How do I calculate total housing units for the 2021 ACS?

Hi, I’m trying to find the total housing units in San Francisco using the 2021 1-Year ACS PUMS estimates. I tried using the [UNITSSTR] variable but the numbers are significantly different from what the Census website shows. I’m using Stata. Any help is appreciated.


To be clear, the number I’m getting is the total occupied housing units.

In order to help you understand what is going on, I’ll need you to provide some more information.

1: how exactly did you do the calculation? Did you use weights?

2: what is the number you are trying to replicate, and how far off is your estimate?

3: where did you get the number from the Census Bureau? (include a link)

Hi Matthew, here are the answers to your questions:

  1. Stata code: tab numprec [fweight = hhwt] if pernum==1 & (gq==1 | gq==2)
    This gives me the total occupied housing units. I’m wondering how I can get total housing units.

  2. The Census website gives me a total of 412,269 housing units. The calculation above gives me 350,796 (which is the total occupied housing units).

  3. Here is the link: Explore Census Data

Thank you for your help!


By default, IPUMS data are rectangularized on the person-level. This means that information from the household records is appended to the person-level records for all persons residing in the household; the values for household-level variables will be the same for all persons in the same household. This structure is appropriate for person-level analyses. However, you are interested in a household-level analysis and are not only interested in occupied housing units; vacant housing units are omitted from the data file under the default record structure as they contain no person records.

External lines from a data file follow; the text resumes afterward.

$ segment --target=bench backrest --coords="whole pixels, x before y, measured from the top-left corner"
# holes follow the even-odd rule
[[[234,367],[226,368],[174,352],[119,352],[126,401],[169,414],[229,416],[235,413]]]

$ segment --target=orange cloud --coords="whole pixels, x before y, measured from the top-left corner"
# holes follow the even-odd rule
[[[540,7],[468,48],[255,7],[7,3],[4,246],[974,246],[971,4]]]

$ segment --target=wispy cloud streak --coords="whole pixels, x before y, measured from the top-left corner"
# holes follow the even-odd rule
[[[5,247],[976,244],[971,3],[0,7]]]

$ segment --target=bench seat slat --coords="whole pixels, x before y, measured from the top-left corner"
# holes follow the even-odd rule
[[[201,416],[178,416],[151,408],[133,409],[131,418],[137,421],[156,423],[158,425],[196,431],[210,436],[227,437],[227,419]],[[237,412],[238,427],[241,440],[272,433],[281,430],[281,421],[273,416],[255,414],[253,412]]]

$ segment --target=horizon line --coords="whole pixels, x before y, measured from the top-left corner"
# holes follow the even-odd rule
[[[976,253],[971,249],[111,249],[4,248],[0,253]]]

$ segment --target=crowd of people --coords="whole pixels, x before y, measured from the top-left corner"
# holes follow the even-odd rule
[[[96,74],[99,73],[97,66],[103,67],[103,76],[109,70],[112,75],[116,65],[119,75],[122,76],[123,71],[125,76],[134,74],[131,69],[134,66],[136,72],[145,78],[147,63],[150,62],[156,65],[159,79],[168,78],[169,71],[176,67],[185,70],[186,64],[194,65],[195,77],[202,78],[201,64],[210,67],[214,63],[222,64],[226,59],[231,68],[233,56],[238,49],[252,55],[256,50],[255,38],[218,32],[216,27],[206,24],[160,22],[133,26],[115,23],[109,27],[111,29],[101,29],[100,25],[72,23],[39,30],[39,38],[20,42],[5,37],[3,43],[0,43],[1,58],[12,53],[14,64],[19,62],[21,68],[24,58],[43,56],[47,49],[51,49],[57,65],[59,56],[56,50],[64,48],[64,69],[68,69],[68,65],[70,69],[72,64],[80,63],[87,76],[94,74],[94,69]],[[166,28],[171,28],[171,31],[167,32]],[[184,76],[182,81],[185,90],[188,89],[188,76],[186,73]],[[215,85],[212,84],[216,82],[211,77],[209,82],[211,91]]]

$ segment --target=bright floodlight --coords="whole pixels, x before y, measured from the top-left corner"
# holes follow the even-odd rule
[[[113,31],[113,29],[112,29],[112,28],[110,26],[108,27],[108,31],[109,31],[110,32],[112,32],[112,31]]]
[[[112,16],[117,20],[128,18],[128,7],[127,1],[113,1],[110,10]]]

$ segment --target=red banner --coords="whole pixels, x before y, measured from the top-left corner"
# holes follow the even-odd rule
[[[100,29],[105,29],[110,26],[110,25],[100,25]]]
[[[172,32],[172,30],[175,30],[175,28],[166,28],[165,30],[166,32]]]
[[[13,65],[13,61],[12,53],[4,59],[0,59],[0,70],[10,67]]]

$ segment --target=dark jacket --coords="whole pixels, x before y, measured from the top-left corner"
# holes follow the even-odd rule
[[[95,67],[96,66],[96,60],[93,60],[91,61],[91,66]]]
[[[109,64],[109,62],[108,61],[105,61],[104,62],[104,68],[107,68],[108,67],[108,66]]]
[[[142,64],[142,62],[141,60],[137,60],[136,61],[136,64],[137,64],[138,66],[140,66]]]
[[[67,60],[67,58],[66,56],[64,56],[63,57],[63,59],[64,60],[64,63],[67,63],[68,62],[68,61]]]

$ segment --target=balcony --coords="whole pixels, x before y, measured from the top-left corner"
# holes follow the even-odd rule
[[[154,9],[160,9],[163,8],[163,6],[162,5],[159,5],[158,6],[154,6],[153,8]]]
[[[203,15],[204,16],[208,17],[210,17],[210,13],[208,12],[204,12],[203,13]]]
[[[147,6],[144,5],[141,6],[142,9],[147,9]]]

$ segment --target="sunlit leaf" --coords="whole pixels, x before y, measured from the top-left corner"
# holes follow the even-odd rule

Fortunately, you can request a hierarchical extract if you would like to preserve the person-records within households or a household-records only extract if you do not require any of the person-level data. I requested a hierarchical file and a cross-tab of group quarters status by vacancy yields the exact 412,269 estimate in the table you linked (see screenshot below).

(thanks to @KariWilliams for investigating this)

Thank you! That makes sense.